Not sure what paint finish you should use for your walls? Here is a general guide:
- Flat paint has a matte finish and is difficult to clean, so only use it in low traffic areas.
- Satin and eggshell paints have a slight sheen and are best for high traffic areas since it’s easy to keep clean. It’s perfect for living rooms, dining rooms and bedrooms. Satin has a slight more sheen and is more durable than eggshell, so be sure to use it in children’s rooms.
- Semi-gloss is very durable, and an excellent choice for areas of high moisture like kitchens and bathrooms. There are even mildew-resistant formulations of semi-gloss paint available.
- Gloss is the highest level of shine and perfect for doors and trim.
Tip #3: Paint samples are your new best friend.
When painting a room, always try a sample first. Doing this has really saved me from making painting disasters, not to mention it has saved me a lot of money! I had to change the last two colors I’d chosen to paint in my home because the sample was either too light or too dark. The easiest way to do this is to paint a large sample on several pieces of poster board and attach one to each wall of the room. Since the existing wall color can change the way you view the new color, be sure to use white poster board and leave a white border around the edge. Attaching a board to each wall of the room allows you to accurately determine the tones of the color in various areas of light/shade. Make sure you check the color at different times of the day, too!
Tip #4: Prime for success.
Not sure when to use primer? When painting walls, you only need to use primer when painting a light color over a darker color or if you need to cover up stains and/or patches of spackle on the walls. When painting furniture it’s always best to use a primer after sanding to make sure the paint adheres well.

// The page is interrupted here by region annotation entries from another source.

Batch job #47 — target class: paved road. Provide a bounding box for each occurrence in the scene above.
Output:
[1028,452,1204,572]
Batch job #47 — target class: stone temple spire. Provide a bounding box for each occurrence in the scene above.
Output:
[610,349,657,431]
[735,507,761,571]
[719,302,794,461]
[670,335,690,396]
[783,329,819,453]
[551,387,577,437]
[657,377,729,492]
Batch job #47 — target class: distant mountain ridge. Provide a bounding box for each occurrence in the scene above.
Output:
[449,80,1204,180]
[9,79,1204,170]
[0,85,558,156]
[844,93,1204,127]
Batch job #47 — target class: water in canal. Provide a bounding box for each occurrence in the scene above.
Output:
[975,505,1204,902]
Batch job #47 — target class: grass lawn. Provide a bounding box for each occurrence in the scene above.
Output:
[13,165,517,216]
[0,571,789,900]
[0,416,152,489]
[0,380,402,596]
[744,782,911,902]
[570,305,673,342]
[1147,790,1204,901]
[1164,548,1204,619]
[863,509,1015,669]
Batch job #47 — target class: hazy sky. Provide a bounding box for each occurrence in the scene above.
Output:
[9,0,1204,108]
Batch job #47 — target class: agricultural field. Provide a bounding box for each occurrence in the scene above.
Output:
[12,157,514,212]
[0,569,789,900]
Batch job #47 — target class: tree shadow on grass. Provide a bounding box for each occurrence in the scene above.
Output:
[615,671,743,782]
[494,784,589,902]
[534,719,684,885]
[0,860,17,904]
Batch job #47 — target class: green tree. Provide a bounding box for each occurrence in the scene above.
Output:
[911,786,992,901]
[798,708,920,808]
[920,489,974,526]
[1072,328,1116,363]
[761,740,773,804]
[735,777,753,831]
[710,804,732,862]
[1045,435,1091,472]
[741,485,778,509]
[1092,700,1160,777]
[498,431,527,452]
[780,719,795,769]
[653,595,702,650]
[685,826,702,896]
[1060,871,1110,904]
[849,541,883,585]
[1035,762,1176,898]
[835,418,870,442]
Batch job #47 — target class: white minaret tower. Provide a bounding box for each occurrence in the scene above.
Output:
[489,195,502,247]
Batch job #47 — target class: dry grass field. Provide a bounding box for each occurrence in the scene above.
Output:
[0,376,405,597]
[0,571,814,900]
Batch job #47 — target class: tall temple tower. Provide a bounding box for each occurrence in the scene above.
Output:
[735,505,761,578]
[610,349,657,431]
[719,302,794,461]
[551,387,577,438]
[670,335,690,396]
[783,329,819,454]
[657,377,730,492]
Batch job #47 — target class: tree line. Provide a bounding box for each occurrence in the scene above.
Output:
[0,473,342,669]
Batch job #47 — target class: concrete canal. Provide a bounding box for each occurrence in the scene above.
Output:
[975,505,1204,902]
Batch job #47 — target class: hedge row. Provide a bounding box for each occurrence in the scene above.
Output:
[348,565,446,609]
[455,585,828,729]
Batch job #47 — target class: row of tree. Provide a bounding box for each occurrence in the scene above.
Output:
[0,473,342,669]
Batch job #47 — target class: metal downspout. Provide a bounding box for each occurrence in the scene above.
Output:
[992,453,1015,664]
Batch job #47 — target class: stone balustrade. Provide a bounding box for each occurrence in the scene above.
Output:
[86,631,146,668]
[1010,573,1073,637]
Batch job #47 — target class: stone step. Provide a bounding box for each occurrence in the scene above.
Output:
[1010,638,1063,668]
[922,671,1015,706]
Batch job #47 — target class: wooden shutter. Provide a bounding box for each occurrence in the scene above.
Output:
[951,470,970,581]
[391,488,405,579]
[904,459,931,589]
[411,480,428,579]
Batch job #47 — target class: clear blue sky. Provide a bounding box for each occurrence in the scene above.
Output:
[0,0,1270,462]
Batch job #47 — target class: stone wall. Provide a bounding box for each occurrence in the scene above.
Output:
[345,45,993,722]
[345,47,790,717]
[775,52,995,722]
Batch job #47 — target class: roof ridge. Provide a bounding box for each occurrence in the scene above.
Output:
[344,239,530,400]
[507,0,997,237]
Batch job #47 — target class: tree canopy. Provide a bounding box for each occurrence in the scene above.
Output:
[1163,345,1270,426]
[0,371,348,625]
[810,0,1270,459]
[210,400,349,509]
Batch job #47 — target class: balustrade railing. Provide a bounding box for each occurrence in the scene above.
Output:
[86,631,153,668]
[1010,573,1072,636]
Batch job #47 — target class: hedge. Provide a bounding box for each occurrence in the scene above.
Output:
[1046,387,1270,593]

My favorite primer is Zinsser Bulls Eye 1-2-3. The only exception to this rule is if you’re using chalk paint.
Tip #5: Let it dry!
Always allow paint to dry (on walls or furniture) before applying another coat or you’ll risk pulling up paint. It’s a lesson I’ve learned the hard way, so save yourself from grief and just don’t do it.
Tip #6: Remove painters tape before the paint dries.
When using painters tape, always remove the tape when it is still wet to prevent peeling. I generally remove tape immediately after painting the last coat of paint. Be sure to remove the tape gently at a 45 degree angle to ensure a clean, crisp line.
Tip #7: Grab the Vaseline!
Apply Vaseline to any areas you don’t want to be painted on furniture, like hinges or screws, prior to painting. Once the paint dries you can easily wipe off the paint, revealing a clean surface underneath. You can also use this technique for an easy way to distress furniture. Just rub Vaseline on the areas you’d like to appear distressed, like on corners and in crevices, then wipe it away after the paint dries to reveal the color or wood beneath.
Tip #8: Don’t let your brush/roller dry.
Place your paint brush or paint roller in a sealed Ziplock bag to prevent it from drying in between coats. Or you can buy a handy brush/roller cover.
Tip #9: The key to eliminating brush strokes.
Add Floetrol to paint to eliminate the appearance of brush strokes when painting furniture. This stuff works magic!
Don’t waste your money on high priced chalk paint for your furniture pieces. Make your own chalk paint instead! The recipe I like to use is to mix 1 cup of flat paint and 1 tablespoon of unsanded grout to create your own chalk paint. It’s also a great way to save money by using leftover paint from other projects!
I hope you’ve learned something by reading these painting tips and they help you with your DIY projects around the home. Never estimate the power of paint. A new coat of paint can bring even the dullest room or piece of furniture back to life.